The idea resonated with her. Clio and her husband, Reginald, had both left Haiti for university in Canada, eventually moving to the United States and settling near Atlanta, raising their five children with dual American and Haitian citizenship. “When you leave Haiti, sometimes you forget to look back,” she said. “But when the earthquake happened in 2010, it forced a lot of Haitians to turn back home and look where we came from.”
After speaking with the swim club owner, Clio did some research. Haiti had never had a female swimmer at the Olympics. (A male swimmer, Alain Sergile, competed in the 1996 Atlanta games.) Because she possesses dual citizenship, Naomy Grand’Pierre is eligible to swim for the island nation at the Rio de Janeiro Olympics in August.
Initially the Grand’Pierre family thought Naomy’s status as the fastest Haitian woman in her event would allow her to compete. They later learned that she would have to meet a designated cutoff time of 26.17 to qualify.
She’s handled the setback well, according to her UChicago coach Jason Weber. “She just comes here and works well and stays really positive,” he says.
For the Grand’Pierre family, though, there’s a greater hope than just an Olympic berth. When she was 8, Naomy started swimming lessons after Clio’s fourteen-year-old cousin drowned at a summer camp in Boston. In Haiti, two of Clio’s younger cousins also drowned, one after jumping in to save the other. And while Naomy and her siblings became competitive swimmers, Clio noted that less than 1 percent of the population of Haiti knows how to properly swim, despite it being an island.

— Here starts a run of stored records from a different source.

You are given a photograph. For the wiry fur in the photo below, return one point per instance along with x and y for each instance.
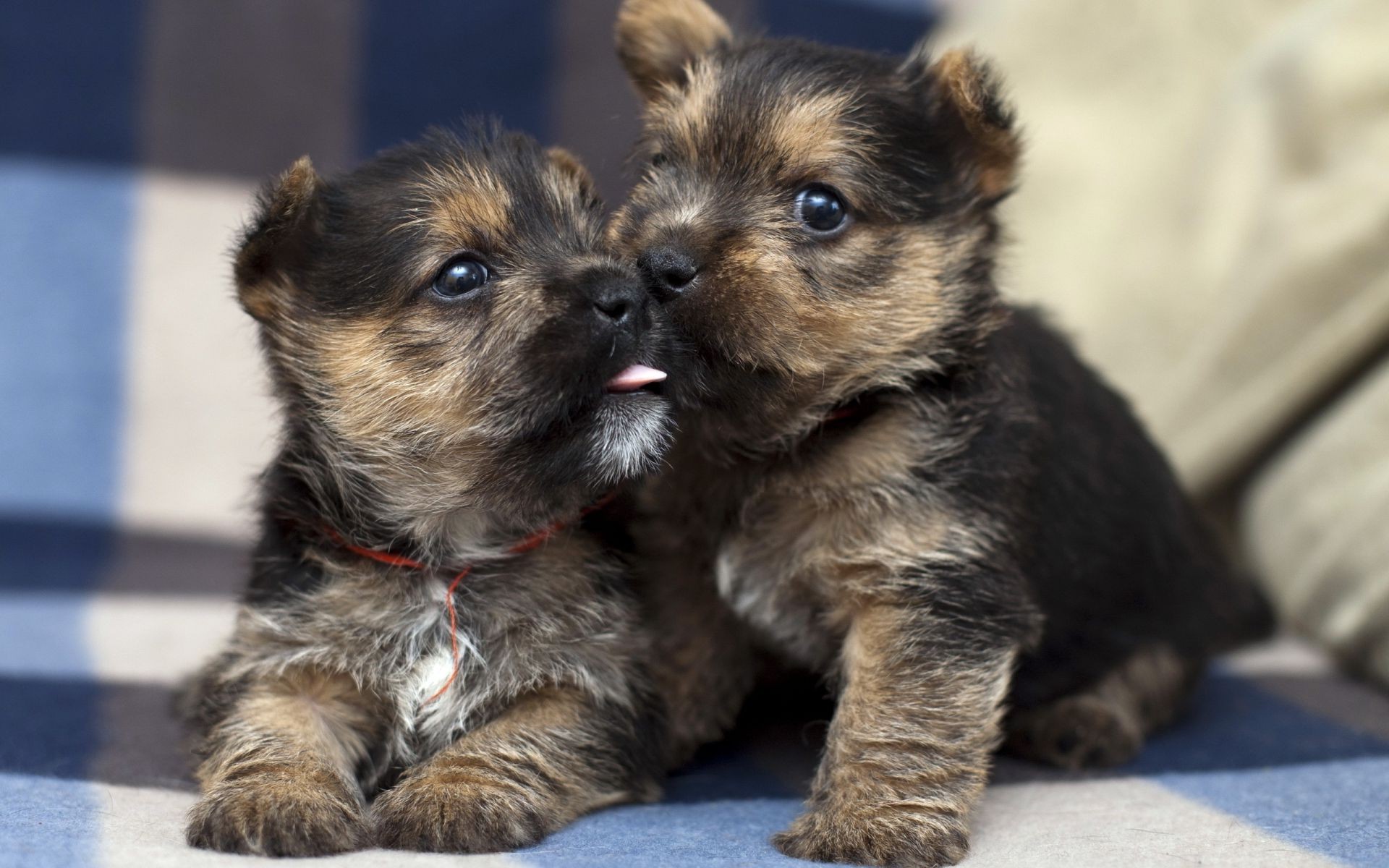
(445, 431)
(889, 474)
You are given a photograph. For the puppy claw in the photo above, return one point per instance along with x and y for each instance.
(277, 817)
(438, 816)
(875, 836)
(1076, 732)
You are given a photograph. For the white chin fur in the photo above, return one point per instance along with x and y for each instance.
(631, 435)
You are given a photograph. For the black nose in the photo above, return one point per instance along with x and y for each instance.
(617, 299)
(668, 271)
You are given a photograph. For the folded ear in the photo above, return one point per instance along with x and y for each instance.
(966, 88)
(277, 232)
(572, 166)
(658, 38)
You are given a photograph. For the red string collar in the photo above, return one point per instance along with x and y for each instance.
(530, 543)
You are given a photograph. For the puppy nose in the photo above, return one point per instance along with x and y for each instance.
(668, 271)
(617, 299)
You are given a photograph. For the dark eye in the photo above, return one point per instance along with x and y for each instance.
(460, 278)
(821, 208)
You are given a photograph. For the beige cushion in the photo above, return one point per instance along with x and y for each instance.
(1206, 208)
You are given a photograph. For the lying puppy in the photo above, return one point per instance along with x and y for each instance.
(891, 475)
(462, 374)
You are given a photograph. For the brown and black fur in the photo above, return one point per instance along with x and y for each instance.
(885, 472)
(445, 431)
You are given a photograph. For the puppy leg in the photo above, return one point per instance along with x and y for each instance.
(909, 749)
(279, 771)
(1108, 723)
(703, 660)
(552, 757)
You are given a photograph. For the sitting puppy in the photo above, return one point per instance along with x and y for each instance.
(462, 374)
(888, 474)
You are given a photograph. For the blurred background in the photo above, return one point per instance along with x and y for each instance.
(1205, 206)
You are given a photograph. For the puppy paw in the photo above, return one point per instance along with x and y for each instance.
(875, 835)
(279, 814)
(1076, 732)
(454, 813)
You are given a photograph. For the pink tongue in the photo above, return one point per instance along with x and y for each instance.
(634, 378)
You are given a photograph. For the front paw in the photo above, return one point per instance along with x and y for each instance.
(877, 835)
(279, 814)
(456, 813)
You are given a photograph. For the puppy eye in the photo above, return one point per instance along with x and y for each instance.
(821, 208)
(460, 277)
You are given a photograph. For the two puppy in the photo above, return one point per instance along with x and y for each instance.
(884, 472)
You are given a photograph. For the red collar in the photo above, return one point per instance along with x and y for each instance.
(528, 543)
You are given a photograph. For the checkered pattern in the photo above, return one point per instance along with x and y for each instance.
(132, 416)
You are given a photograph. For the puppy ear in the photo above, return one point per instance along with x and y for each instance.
(572, 166)
(658, 38)
(284, 221)
(964, 87)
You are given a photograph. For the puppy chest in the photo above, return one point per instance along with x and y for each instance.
(776, 592)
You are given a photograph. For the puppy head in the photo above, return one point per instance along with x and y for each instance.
(445, 327)
(818, 221)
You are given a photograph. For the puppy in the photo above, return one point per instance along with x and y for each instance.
(462, 374)
(885, 472)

Clio hopes that with Naomy’s spot in the Olympics, the family will be able to raise swimming’s profile in Haiti, and hopefully save lives in the process. “My goal is to create awareness for the sport of swimming in Haiti,” said Clio. “If they see that it’s something cool to do, then we can work on raising funds to bring more pools, or start an exchange program with UChicago students. Those are the types of programs that I would like to see if we can establish.”